Hi guys, we are currently sale agreed on a property and have just had the survey completed. One of the issues raised is that the house is in an area of high radon. From what I can see online, the test for radon needs to be carried out over three months so it's not really possible to get it done in advance of the purchase. A few people have told me anecdotely that it's quite a big job to retrospectively get barriers in place from the gas, but looking at the EPA website, it seems all that is required is a radon sump which isn't a big expense. Am I right in thinking that all that is required is a radon sump or would more invasive works be required?

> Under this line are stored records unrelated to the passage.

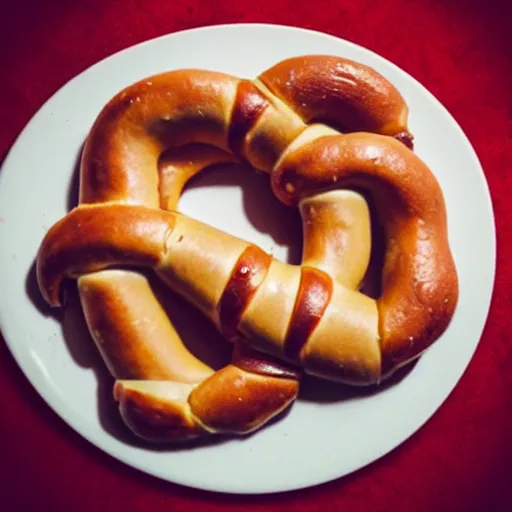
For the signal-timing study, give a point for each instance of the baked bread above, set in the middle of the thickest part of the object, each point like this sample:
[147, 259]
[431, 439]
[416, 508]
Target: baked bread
[328, 131]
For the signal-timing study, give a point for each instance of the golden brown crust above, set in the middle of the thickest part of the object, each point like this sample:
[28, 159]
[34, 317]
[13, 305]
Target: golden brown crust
[152, 415]
[155, 135]
[254, 361]
[233, 401]
[247, 275]
[92, 238]
[315, 292]
[340, 92]
[419, 284]
[132, 332]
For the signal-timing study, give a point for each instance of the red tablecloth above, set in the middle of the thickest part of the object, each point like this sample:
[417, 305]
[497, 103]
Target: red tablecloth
[461, 50]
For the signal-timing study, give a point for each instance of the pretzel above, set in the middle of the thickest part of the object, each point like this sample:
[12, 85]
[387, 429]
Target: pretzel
[329, 132]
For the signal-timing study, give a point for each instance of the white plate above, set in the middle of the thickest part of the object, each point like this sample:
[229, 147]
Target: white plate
[316, 441]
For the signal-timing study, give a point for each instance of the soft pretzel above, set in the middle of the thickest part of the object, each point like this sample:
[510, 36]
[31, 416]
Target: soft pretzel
[155, 135]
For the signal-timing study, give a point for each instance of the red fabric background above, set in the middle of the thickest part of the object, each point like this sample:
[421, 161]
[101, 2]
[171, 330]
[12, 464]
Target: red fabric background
[462, 459]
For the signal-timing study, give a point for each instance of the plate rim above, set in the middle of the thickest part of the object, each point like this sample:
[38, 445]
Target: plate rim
[116, 452]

What's the ground-floor construction type? Poured concrete or raised wooden floor? Also what age is the house?
They are poured concrete. The original part of the house is about 100 years old, there is a newer extension maybe 30 years old. No evidence of radon barrier
I did this to about 15 different schools about 10-15 years ago. You dig a hole and trench to an outside wall. Then put in a sump and outside pipe and backfill the concrete. The Radon gas gathers in the sump as radon is a heavy gas. You put a little extractor fan on the pipe outside to suck out the radon. It's very similar to the extractor fans you have in toilets. That's all. Very easy. You can put thought into where you'll have the sump and trench. For example if you've a room with a carpet it's very easy to lift up the carpet and dig the hole and trench or do it in an area of laminate timber that's easy to lift and reinstate. Otherwise pick an area where you were intending to replace the floor covering soon. Don't pick an area that you've recently laid a new tiled floor for example. I can't remember the rules exactly but think the sump will cover an area 7.5 meters radius from where you place it. Something like that so keep it central ish in the house or you'll need two.
The way more intrusive way would be to rip up the whole floor everywhere. Dig down and then put in a new radon barrier over the whole house and then backfill the concrete. This is a massive costly amount of work.